Its ceramic-based paint protection, developed from semi-conductor technology, carries a five-year guarantee and Earle reports that three manufacturers have expressed interest in having it applied at the factory as an optional spec.
Along with fabric and alloy protection, paint treatment can be applied through Gtechniq’s network of 40 detailers or accredited dealership employees.
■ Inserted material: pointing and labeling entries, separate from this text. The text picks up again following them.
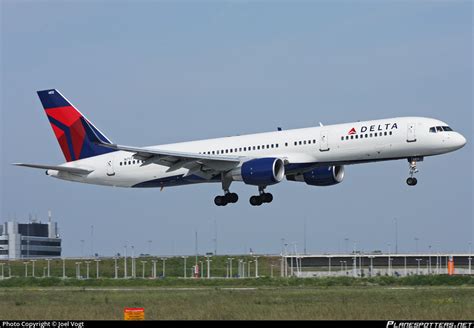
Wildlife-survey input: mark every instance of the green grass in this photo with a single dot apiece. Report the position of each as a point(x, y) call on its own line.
point(426, 303)
point(437, 280)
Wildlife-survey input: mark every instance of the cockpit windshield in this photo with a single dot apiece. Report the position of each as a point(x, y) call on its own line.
point(435, 129)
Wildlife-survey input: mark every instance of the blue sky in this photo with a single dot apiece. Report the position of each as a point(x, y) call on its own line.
point(151, 72)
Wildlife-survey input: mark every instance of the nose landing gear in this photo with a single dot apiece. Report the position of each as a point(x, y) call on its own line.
point(412, 181)
point(229, 197)
point(263, 197)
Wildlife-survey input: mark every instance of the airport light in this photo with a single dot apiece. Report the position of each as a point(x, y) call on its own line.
point(405, 263)
point(208, 266)
point(33, 268)
point(230, 265)
point(115, 267)
point(78, 270)
point(87, 269)
point(125, 262)
point(143, 269)
point(429, 260)
point(82, 248)
point(418, 268)
point(133, 262)
point(26, 268)
point(97, 267)
point(164, 266)
point(184, 258)
point(256, 266)
point(49, 267)
point(154, 268)
point(470, 257)
point(371, 265)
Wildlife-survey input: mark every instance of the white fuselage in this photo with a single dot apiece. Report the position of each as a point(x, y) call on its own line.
point(349, 143)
Using the detailer option would typically cost £700 for retail at £1,200, compared with £108-£850 for in-house application.
“Feedback suggests that our association with super-yachts is an attractive selling element” Russell Young, Tribos Coatings
While Tribos can point to super-yachts as evidence of “product efficacy”, Gtechniq refers to F1, with Earle commenting: “A number of teams, including Force India, use our technology to stop wheel rubber adhering to wings.”
John Boseley, MD of Jewelultra (Diamondbrite), reported that over the past 12 months his company had added four of the top 50 dealers groups to its client base, but said it was “politically sensitive” to name them.
“The market is highly populated, like any niche sector where rivals see opportunities, but Diamondbrite recognition going back to 1992 gives us an advantage,” said Boseley.
With an emphasis not just on product, but its professional application, Jewelultra offers a guarantee for the duration of ownership, with Boseley reporting claims at “a fraction of 1%”.
Trevor Hawkins, MD of Somerset-based Permashine, said paint protection and associated services “can be an overlooked source of dealership profit”, capable of achieving 20-35% sales to new car customers and 20% for used.
Permashine is a prominent supporter of motorsport as a means of promoting its products, notably with the M-Sport World Rally Team that goes back to 2009 and most recently British Superbikes.
Permashine’s customers are mainly in the south-west and Hawkins believes that what differentiates the company is that it uses its own contractors to apply the treatment.
“It can be validated for years after application because it contains a trace chemical that can be detected under a fluorescent light and is also supported by a fully audited application/certification electronic live web system,” he said.